Amos Truth died that day in the no. 3 cell of the Toppsity Police Department. No revival would happen this time. The pain had gone on too long.
I can’t fight fire with fire with these *witches*,” Gabby seethed afterwards, watching them cart the remains of his brother away from the station and toward the mass grave out next to the old Wal Mart off Route 8. “I’ll have to drown them instead.”
He knew he’d have to see Marilyn next. Mrs. Niagara.

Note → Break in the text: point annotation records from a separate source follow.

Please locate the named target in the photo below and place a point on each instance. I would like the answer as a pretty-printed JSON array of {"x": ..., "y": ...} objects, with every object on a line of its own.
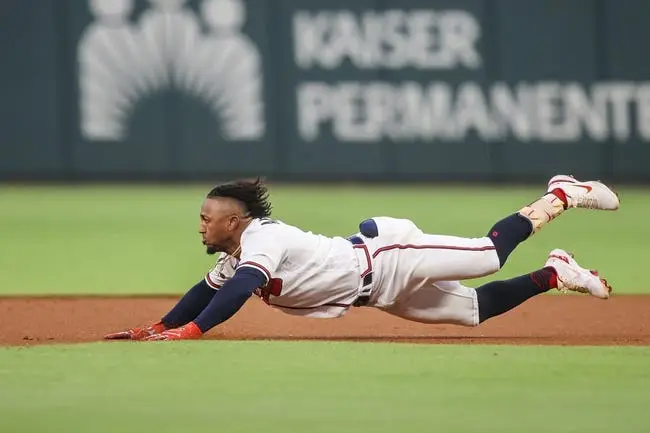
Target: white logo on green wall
[{"x": 120, "y": 62}]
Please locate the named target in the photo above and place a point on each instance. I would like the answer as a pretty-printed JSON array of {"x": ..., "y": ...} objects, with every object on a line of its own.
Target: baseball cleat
[
  {"x": 571, "y": 276},
  {"x": 590, "y": 195}
]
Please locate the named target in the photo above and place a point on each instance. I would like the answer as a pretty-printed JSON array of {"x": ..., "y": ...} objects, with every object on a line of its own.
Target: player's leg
[
  {"x": 560, "y": 271},
  {"x": 454, "y": 258},
  {"x": 451, "y": 302},
  {"x": 443, "y": 302}
]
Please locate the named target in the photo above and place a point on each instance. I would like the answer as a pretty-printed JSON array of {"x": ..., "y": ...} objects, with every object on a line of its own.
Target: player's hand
[
  {"x": 187, "y": 332},
  {"x": 137, "y": 333}
]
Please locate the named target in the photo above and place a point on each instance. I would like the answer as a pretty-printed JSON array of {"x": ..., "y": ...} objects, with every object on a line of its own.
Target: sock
[
  {"x": 497, "y": 297},
  {"x": 190, "y": 305},
  {"x": 545, "y": 209},
  {"x": 508, "y": 233}
]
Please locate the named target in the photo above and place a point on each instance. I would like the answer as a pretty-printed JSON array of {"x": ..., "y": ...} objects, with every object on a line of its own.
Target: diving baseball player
[{"x": 389, "y": 264}]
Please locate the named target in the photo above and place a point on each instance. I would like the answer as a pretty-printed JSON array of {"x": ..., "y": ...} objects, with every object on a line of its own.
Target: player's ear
[{"x": 233, "y": 222}]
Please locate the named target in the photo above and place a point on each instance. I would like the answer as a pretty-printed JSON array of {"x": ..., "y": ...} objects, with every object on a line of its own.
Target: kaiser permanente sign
[{"x": 436, "y": 109}]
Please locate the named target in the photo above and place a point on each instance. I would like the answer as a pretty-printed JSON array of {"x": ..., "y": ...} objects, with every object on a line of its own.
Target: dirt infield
[{"x": 563, "y": 320}]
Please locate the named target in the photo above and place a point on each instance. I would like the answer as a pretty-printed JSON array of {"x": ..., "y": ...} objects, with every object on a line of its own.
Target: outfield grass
[
  {"x": 322, "y": 387},
  {"x": 119, "y": 240}
]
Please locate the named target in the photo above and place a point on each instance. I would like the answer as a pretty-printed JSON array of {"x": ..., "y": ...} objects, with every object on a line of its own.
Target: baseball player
[{"x": 389, "y": 264}]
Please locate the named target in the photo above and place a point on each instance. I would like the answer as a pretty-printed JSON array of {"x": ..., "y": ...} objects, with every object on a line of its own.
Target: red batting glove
[
  {"x": 137, "y": 333},
  {"x": 187, "y": 332}
]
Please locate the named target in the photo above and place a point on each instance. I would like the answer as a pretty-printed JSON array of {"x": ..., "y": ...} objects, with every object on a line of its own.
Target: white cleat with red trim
[
  {"x": 590, "y": 195},
  {"x": 571, "y": 276}
]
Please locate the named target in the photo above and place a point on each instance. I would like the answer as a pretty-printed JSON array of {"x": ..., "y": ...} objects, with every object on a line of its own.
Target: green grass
[
  {"x": 118, "y": 240},
  {"x": 322, "y": 387}
]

Gabby Truth gave Judge Tronesisia a ride back to Toppsity from Cassandra City, since it was his destination as well. No need for the underwater train today. Relief! Tronesisia liked to stay on the surface of things; not get too deep. What if a window broke and her compartment flooded. Rust! The enemy of all antiquated mechanoids, with her as no exception. Gabby gabbed a considerable amount, of course, but it was definitely worth it. She decided to use a lot of head nodding early on. Then she nodded off completely for a while as Gabby talked on and on about scrying devices, his new car, the weather, the strange flu of course — everyone’s favorite topic these days. He must have talked 15 minutes about the significance of the number 19 in her reading, and also Paper. He probably talked 20 more minutes about wedding anniversary gifts starting with Paper and ending with Diamond. Unlike his speedy Little Bastard car, it took him a long time, then, to go from 0 to 60, ha ha.
But then, the witches get the last laugh (as usual). Road block. Literally, a huge block of plywood in the road. Witches sometimes aren’t very subtle in their messaging. Looks like Yoko Ona’s trial will have to be postponed yet another day.